To increase cognitive, well being and emotional development, reading is an essential skill that has to be cultivated in early childhood. There is an abundance of advice online about getting your children interested in reading from a young age. But it can be simplified down to 5 simple tactics.
For a positive impact later in life, and an almost immediate effect now, reading to children aged four to five every day works to develope their reading and cognitive skills when they are at their most receptive. Early Childhood Literacy Expert, and internationally-acclaimed author Brian Caswell, believes that reading is crucial to a child’s development and will help children to succeed later in life.
“Reading is about actively engaging with and understanding the written text, thereby, enhancing the child’s thinking processes. By experiencing the narrative (the thoughts being expressed by the author), the child’s emotions and intellect are engaged, deepening comprehension of what is read – what we call at MindChamps, Active Understanding. This is a critical requirement for a child’s success at school in any subject,” says Caswell.
With over 40 years of success in the areas of education and literacy, Caswell has listed his 5 tips to give your child a head-start in reading:
1.Choose a book that caters to your child’s reading ability
Children have a short attention span, so it is essential to include interactive elements while reading to keep them engaged. Compile a reading list with books of varying difficulty and start a title that is below your child’s level. Use simple books and cater to their interests. The more you read with your child, the clearer their interests will become. Look out for improvements each time while they work their way upwards. Choosing a book catered to your child’s ability allows them to engage with the story and inevitably they will want to continue reading.
2. Actively engage and excite your child about reading
The first five years of a child’s life are most critical for development and learning. The British Cohort Study revealed that reading for pleasure develops children’s brains. The study confirmed that frequent reading boosts intellectual progress in the areas of vocabulary, spelling and even mathematics. Other possible additional benefits include helping children process and absorb new ideas and concepts in school and beyond. Games such as Scrabble, Memory and Snap increase exposure to letters, sounds and common words in a fun and playful way.
3. Read to your child everyday
According to studies on early literacy, young children who develop a ‘love of stories’ by the age of seven, particularly children who regularly have quality stories read to them in an engaging manner, are highly likely to become active and skilled readers and writers for life. Research shows that children who come from homes where parents have dedicated time to give them regular, enriching reading and writing experiences have significant academic advantage over children who have not had these experiences. Read to your child every day, this exposes them to multiple language structures, a wide vocabulary and the sheer joy of language. By making reading enjoyable and exciting and actively engaging them, this will encourage them to read more.

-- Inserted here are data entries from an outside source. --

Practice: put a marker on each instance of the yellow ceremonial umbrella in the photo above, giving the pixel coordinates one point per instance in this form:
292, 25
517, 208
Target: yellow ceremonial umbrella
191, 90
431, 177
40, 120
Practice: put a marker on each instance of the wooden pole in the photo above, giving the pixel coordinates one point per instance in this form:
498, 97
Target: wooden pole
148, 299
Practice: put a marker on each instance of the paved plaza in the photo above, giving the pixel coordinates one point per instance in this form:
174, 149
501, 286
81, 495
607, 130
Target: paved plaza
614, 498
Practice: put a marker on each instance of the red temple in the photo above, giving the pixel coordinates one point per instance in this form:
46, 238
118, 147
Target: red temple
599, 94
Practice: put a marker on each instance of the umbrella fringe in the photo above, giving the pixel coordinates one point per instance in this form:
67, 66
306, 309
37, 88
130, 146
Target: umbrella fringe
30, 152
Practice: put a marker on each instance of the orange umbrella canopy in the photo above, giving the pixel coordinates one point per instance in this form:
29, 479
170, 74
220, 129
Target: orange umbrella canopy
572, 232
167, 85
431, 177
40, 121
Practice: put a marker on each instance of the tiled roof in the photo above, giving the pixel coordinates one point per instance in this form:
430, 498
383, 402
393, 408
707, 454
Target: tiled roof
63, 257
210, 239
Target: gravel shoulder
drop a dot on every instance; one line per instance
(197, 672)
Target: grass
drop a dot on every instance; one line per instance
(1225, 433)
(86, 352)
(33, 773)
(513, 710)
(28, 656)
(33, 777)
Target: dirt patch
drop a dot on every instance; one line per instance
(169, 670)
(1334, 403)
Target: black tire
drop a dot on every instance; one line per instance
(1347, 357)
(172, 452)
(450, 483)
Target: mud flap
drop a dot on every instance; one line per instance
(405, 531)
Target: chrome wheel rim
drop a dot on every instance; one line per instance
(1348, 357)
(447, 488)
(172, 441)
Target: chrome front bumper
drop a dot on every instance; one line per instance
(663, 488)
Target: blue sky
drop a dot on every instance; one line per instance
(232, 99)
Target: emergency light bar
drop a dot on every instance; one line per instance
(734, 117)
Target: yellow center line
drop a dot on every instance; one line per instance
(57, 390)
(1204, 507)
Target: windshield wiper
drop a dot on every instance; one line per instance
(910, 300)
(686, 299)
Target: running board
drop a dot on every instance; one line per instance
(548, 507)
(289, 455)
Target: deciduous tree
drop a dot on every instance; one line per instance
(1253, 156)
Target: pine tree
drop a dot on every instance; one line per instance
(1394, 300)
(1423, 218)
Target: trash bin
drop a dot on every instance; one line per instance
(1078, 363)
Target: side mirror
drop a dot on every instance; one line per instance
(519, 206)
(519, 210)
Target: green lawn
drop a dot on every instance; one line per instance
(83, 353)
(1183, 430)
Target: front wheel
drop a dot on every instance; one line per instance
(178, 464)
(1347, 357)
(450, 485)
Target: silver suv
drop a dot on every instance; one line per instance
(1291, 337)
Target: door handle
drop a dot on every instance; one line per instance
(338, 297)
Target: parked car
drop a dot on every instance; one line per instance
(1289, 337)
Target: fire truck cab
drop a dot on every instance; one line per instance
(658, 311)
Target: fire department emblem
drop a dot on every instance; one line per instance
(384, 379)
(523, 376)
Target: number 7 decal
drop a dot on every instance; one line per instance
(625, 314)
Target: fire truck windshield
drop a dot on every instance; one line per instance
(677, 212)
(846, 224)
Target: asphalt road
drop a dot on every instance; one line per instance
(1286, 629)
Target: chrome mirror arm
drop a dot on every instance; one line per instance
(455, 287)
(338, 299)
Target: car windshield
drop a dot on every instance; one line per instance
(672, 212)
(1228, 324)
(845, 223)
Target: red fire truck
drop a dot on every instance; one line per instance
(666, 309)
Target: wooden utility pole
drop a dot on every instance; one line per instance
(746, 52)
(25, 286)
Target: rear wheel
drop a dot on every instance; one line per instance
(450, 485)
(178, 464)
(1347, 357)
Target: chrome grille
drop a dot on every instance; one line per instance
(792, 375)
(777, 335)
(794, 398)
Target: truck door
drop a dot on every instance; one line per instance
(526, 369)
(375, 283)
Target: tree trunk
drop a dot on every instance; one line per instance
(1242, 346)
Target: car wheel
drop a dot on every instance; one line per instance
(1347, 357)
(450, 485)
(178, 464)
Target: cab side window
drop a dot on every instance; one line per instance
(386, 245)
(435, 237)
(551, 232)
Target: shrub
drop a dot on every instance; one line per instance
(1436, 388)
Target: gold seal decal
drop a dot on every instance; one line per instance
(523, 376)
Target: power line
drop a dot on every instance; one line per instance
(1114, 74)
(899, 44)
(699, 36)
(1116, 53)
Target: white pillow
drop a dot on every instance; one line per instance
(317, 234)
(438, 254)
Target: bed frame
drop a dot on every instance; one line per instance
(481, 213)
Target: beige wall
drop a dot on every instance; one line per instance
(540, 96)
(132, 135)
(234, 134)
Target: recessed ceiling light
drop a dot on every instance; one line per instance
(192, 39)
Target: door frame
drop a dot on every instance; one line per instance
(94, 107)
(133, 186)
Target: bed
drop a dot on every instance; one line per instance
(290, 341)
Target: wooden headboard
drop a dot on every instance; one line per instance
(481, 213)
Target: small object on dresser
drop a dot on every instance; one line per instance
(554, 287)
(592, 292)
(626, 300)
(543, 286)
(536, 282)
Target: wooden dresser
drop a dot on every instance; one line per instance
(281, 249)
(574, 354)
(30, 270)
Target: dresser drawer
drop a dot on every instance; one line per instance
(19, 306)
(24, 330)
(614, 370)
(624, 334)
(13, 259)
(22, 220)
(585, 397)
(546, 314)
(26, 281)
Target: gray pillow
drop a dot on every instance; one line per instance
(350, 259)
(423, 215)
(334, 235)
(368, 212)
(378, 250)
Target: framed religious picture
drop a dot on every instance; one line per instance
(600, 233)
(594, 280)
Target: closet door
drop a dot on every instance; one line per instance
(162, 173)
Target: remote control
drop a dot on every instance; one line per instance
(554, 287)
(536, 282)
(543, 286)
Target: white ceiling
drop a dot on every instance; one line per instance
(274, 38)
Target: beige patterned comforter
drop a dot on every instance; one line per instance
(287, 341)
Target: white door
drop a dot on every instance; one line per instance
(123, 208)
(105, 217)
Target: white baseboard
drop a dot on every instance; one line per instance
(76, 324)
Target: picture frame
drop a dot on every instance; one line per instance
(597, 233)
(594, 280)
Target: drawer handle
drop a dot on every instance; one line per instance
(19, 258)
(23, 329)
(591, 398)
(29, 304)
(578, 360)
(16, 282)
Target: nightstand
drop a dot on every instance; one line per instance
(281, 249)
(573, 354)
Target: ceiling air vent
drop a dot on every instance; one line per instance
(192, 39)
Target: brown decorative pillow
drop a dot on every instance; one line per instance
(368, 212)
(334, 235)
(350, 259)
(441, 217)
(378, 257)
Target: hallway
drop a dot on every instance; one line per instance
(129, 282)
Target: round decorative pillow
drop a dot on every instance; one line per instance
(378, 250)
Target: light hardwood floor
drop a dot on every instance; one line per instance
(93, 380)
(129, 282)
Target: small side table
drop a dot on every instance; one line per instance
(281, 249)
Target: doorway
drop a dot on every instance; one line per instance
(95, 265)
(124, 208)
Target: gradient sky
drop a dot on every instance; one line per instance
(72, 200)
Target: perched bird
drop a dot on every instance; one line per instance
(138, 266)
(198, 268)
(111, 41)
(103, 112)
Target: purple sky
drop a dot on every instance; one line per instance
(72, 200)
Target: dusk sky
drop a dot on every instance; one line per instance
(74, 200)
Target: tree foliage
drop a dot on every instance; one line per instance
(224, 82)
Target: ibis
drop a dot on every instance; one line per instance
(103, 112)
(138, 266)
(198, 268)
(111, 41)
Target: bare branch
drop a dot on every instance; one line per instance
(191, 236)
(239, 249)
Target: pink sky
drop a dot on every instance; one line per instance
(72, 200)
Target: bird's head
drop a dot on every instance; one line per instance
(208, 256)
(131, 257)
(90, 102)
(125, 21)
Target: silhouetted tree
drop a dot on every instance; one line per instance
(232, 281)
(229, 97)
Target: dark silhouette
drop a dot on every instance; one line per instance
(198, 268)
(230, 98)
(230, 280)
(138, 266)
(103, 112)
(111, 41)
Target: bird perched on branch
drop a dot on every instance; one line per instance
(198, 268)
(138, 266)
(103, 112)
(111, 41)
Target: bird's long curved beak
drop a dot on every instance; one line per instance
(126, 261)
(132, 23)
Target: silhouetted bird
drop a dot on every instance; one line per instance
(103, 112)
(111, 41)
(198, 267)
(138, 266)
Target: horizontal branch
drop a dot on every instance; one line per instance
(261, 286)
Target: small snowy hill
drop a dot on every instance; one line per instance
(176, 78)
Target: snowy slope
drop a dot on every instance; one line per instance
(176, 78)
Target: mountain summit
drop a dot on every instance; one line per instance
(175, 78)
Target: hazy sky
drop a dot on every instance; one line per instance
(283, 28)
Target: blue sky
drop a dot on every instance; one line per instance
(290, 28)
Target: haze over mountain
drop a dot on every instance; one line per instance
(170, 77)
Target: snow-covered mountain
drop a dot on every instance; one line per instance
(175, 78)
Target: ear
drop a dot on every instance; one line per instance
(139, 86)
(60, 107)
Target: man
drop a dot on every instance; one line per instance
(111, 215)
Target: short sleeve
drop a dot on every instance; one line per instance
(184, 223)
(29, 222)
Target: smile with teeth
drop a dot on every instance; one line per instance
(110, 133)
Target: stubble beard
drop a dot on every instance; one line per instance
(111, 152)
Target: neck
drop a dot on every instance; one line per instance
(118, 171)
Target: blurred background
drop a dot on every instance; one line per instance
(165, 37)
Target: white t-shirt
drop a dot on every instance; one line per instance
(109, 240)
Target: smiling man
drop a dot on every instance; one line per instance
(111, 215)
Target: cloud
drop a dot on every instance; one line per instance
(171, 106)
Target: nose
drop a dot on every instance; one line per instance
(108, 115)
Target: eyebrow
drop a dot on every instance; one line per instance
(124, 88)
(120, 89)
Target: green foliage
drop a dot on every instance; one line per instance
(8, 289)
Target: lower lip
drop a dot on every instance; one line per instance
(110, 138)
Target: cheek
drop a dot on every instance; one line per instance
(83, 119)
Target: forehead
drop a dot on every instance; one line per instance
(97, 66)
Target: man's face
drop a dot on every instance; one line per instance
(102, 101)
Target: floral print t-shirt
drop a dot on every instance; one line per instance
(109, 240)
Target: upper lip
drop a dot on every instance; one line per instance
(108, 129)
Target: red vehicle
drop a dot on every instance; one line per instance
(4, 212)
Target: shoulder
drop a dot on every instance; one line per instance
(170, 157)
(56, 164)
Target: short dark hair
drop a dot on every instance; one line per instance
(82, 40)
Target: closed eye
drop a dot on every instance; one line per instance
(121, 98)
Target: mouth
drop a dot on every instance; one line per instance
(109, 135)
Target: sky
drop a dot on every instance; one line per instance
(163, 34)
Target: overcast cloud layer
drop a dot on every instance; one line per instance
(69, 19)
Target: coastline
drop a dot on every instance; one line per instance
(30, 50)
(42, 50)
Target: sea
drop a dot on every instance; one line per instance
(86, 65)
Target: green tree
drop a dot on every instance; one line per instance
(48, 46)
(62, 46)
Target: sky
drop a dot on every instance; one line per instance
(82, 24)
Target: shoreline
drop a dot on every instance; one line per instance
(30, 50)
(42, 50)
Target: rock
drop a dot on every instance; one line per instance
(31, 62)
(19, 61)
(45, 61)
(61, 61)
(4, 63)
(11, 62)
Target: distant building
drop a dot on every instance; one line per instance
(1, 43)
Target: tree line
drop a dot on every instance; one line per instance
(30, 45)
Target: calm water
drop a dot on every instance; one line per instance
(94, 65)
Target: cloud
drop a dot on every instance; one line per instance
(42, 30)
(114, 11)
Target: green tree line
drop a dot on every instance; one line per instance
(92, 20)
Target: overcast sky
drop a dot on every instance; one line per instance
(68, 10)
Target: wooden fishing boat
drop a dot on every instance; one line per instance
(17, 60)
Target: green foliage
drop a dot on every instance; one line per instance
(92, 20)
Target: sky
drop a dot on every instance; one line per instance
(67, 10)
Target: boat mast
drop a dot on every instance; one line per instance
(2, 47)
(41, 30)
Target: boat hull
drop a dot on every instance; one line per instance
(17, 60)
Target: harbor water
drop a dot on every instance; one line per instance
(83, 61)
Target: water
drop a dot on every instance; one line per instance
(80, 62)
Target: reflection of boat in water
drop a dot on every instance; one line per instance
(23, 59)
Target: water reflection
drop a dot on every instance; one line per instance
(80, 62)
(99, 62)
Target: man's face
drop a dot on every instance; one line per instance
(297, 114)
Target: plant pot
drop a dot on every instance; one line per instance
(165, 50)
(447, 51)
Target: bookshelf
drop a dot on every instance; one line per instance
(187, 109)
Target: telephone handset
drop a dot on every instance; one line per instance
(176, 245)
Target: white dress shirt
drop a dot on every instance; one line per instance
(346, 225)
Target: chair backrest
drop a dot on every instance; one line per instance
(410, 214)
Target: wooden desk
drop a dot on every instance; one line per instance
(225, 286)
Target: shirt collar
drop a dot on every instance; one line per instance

4. Utilise reading programmes
Reading programs will assist your child to master key skills and foster a love for reading. Programmes such as the MindChamps Early Reading Program will build confidence in your child and ultimately give them an advantage as they enter primary school. These programmes teach children practical strategies to help them actively understand, store, recall, and synthesise information and concepts to read more effectively. Once your child has gained confidence and fluency in reading, they will learn how to use their own experiences to express their thoughts, feelings and ideas verbally or in writing to connect themes and ideas.
5. Set goals
Before starting, talk about what you want to achieve from reading the book. Are you analysing a character or learning something new? After completing the book, talk about what you learnt and whether you achieved the goal. This gives your child an understanding of why you are reading and the benefits of it.